I feel relieved for the change in our pace of life. It felt so needed. I never knew how to stop pushing myself. I could never switch off FOMO. I struggled to feel content with what I had, always striving for more. I’m relishing life feeling simpler. I feel like I’ve been catapulted back into the 1960s. I feel myself slow down and breathe. Sitting on the step and chatting to the neighbours and letting time drift by.

The novelty may wear off. Going forward I have no idea how work will impact me or even what to expect day to day. I have good days and bad days. Some days I feel really calm and grateful. Other days I feel like an emotional mess. I’ve deleted my social media apps and watched a lot of Karl Pilkington. It helps.

Ben remarked on how strange it was to hear the street so quiet. I love it. I grew up in the countryside and the sound of traffic and car alarms has always felt alien to me. I am comforted by birdsong and butterflies. All this reminds me of how much I long for open skies and miles of green fields. Its where my heart is. The immediacy of a city can never replace the gorgeous timelessness of nature nor its endless freedom.
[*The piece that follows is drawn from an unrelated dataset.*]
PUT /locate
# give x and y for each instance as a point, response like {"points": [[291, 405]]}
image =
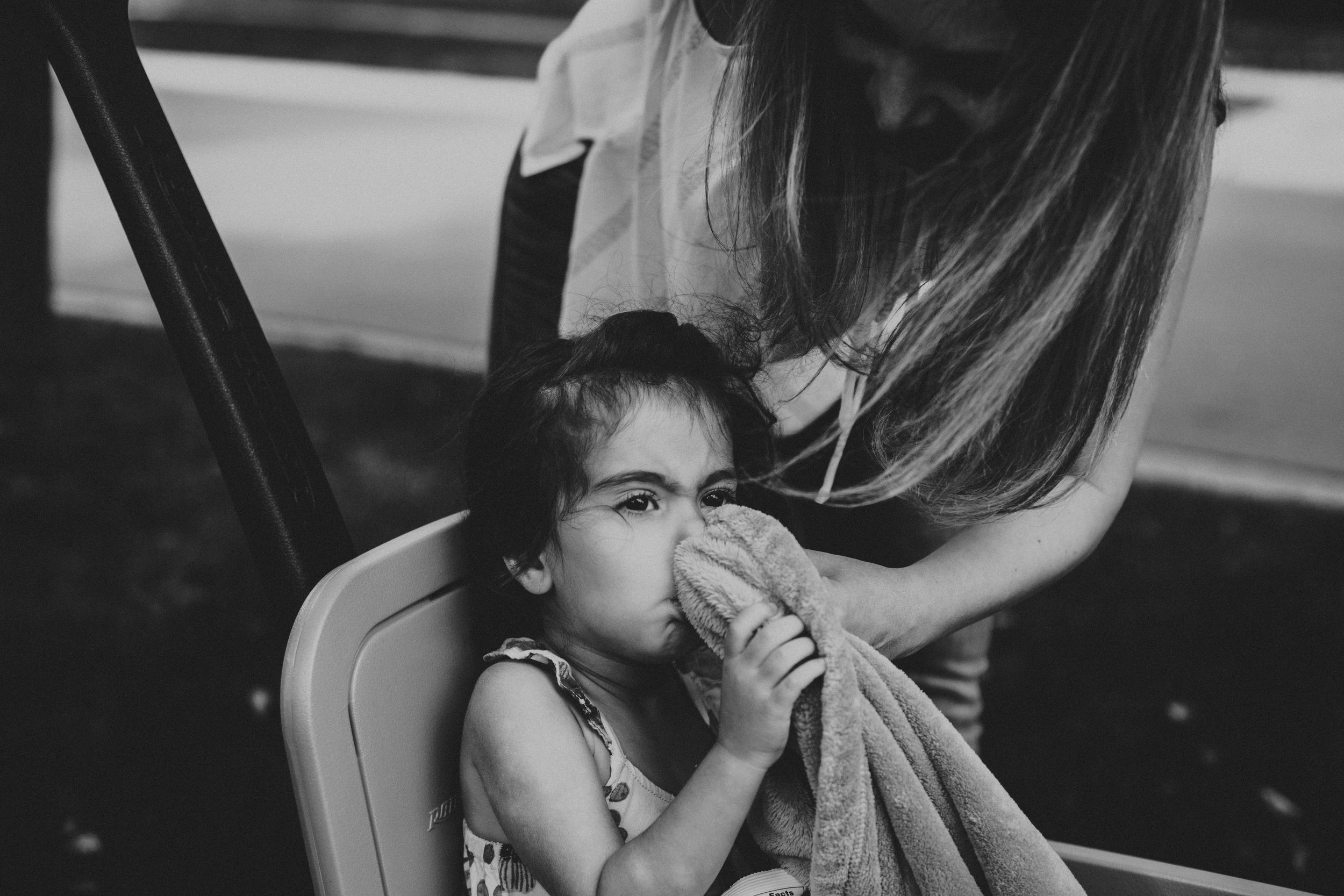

How incredibly strange and fitting that a global crisis shifts your priorities and desires. I always thought it was for new clothes and better holidays. When really it’s for family, friends, boundless greenery, flowers, reading, writing, community, good health and simplicity. With plans and futures thwarted, we have respite from looking ahead and just taking everything day by day. It feels like I’m finally living. This is it. It’s as simple as sitting on your front step and breathing out and in.